Trainingsarbeit

Über Jahrtausende ist das Pferd unentbehrlicher Gefährte des Menschen.

Der älteste bekannte Vorfahre unseres Hauspferdes sah einem Pferd, so wie wir es kennen, gar nicht ähnlich. Es war ein etwa Fuchs-großes Tier mit jeweils 4 Zehen an den Vorderfüßen und 3 Zehen an den Hinterfüßen und einem gebogenen Rücken – „Eohippus“ (lebte vor ca. 50 – 60 Millionen Jahren).

Im Laufe der Zeit veränderten sich die Lebensbedingungen und somit veränderte sich auch das „Pferd“ über viele Generationen, bis zum heutigen „Hauspferd“.

Das Pferd oder auch Pony ist ein weltweit verbreitetes Haus- und Nutztier, das in sehr vielen Rassen auf der ganzen Welt existiert. Pferde und Ponys sind Herden- und Fluchttiere, sie verständigen sich untereinander über Körpersprache und können bei potentieller „Gefahr“ instinktiv flüchten.

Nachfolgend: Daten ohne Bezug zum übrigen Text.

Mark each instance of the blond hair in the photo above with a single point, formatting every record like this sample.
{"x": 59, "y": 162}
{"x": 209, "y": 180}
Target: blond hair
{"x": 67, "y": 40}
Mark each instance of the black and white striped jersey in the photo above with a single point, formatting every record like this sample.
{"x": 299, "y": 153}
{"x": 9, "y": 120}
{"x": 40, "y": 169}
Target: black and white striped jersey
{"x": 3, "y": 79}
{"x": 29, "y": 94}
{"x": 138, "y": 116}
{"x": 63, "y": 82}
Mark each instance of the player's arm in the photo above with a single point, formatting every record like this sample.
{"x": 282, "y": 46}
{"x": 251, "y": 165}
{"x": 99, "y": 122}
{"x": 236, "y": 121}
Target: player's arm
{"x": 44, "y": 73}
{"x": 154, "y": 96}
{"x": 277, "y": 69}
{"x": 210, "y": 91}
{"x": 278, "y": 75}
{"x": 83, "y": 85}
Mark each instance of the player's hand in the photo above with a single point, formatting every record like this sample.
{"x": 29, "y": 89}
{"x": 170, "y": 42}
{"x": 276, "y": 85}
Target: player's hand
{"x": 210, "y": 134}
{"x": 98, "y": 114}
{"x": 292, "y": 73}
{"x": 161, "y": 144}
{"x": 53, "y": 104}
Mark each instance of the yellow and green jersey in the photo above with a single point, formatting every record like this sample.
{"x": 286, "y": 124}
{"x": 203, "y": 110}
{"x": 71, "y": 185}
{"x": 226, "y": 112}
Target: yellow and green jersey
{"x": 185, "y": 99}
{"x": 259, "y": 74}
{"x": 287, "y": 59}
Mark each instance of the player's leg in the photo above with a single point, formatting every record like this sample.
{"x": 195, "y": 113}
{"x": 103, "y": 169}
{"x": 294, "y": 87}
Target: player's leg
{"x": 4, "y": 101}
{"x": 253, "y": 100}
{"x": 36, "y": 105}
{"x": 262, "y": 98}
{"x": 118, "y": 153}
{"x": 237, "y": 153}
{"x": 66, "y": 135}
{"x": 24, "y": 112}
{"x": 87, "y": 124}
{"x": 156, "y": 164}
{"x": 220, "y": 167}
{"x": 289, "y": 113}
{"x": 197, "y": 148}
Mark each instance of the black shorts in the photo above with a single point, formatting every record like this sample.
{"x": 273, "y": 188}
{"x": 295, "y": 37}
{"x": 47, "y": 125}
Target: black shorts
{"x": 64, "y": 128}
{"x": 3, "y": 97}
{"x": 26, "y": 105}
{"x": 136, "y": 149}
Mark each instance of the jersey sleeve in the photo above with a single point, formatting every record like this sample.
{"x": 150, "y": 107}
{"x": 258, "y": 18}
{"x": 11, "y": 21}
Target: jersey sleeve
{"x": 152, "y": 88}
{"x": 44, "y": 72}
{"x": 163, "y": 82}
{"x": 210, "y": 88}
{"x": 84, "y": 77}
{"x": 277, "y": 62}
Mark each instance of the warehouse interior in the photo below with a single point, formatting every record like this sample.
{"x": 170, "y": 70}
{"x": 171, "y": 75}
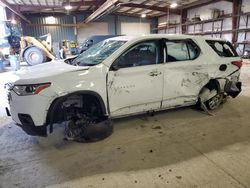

Es gibt verschiedene Möglichkeiten, sich mit dem Pferd zu beschäftigen (Reiten, Fahren, Freiheitsdressur und vieles mehr). Egal wie man sich mit einem Pferd oder Pony beschäftigen möchte, muss man zuerst einmal das Vertrauen des Tieres gewinnen.

Der Mensch muss der sichere „Ort“ für das Pferd sein, wo es sich sicher und beschützt fühlt und ihm Ruhe vermittelt wird. Während der Arbeit mit dem Pferd ersetzt  die Menschenwelt die „Herde“ und der Mensch wird zum „Leittier“. Ist der Mensch als „Leittier“ akzeptiert, folgt das Pferd dem Menschen und vertraut ihm. Wenn diese Basis erreicht ist, dann sind Sachen möglich, die ein Pferd sonst nicht machen würde.

Pferd & Feuer?

Wenn das Pferd seinem Menschen Vertraut und ihn als „Leittier“ akzeptiert, dann wird es auch bei dieser spektakulären Art der Arbeit freiwillig und ohne Zwang folgen.

Training ?

Um mit einem Pferd und Feuer arbeiten zu können ist eine Grundausbildung des Pferdes sehr wichtig. Diese beginnt am Boden, wie z.B. Arbeit an der Hand und longieren und vor allem die Bodenarbeit.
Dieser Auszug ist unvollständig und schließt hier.